Written by Mitch Iverson
Directed by Michael Chang

Synopsis

The Lions continue through the cosmos, evidently on autopilot as their pilots and passengers--save for Keith and Krolia--sleep until Keith calls them to wakefulness. He asserts that they cannot allow themselves to lose their edge along their journey and begins battle drills with them. They do not go well, with even Keith falling in it. Krolia notes that the simulation was designed to be unbeatable; the rigged test does not please the Paladins.

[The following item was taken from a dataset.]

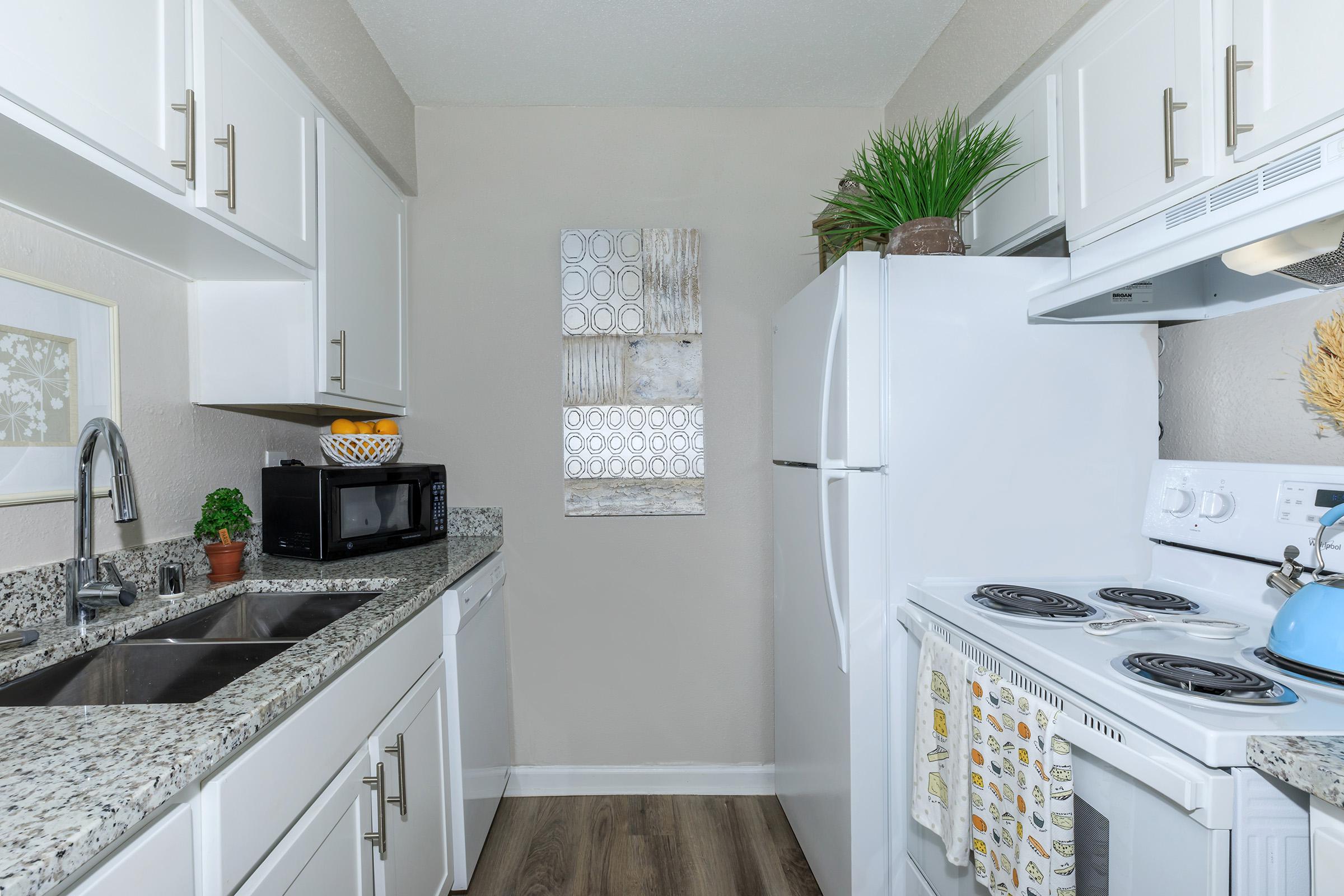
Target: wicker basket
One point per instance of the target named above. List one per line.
(362, 449)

He seems to be enjoying himself.
Image taken from the episode, used for commentary.
Hunk practices his culinary work, preparing food for the others and sending it via the teleporting wolf. Keith rejects naming the wolf as the others agree to call is Cosmo, and there is some commotion as Hunk explains how he made the food he's served. Amid the meal, though, Pidge picks up a signal, finding it to be a broadcast sitcom. The others, save Coran, are not amused. Hunk hears interferences, which Pidge isolates and Krolia identifies as a Blade of Marmora distress signal. The Paladins move to investigate.

It's never a good sign.
Image taken from the episode, used for commentary.
As they do, they find ruins but no life signs. The ruins, though, show the result of battle--and there are watchers. Cosmo confronts one such, followed by the Paladins; they take the watcher and question him amid decay. The source of the message is revealed to be on site, and the watcher reveals that the Paladins are thought dead. There is something of a memorial to the Blades of Marmora who fell in battle, and the watcher relates the sequence of events that followed Voltron's disappearance. Galra civil war had allowed Haggar's druids to fight the Blade; a final stand was called for, and the druids attacked in force, taking them at great cost. The watcher's people were slaughtered, as well, and the watcher alone survived. Krolia knows the fallen, including the Blades' leader--but there is suggestion that the leader yet lives.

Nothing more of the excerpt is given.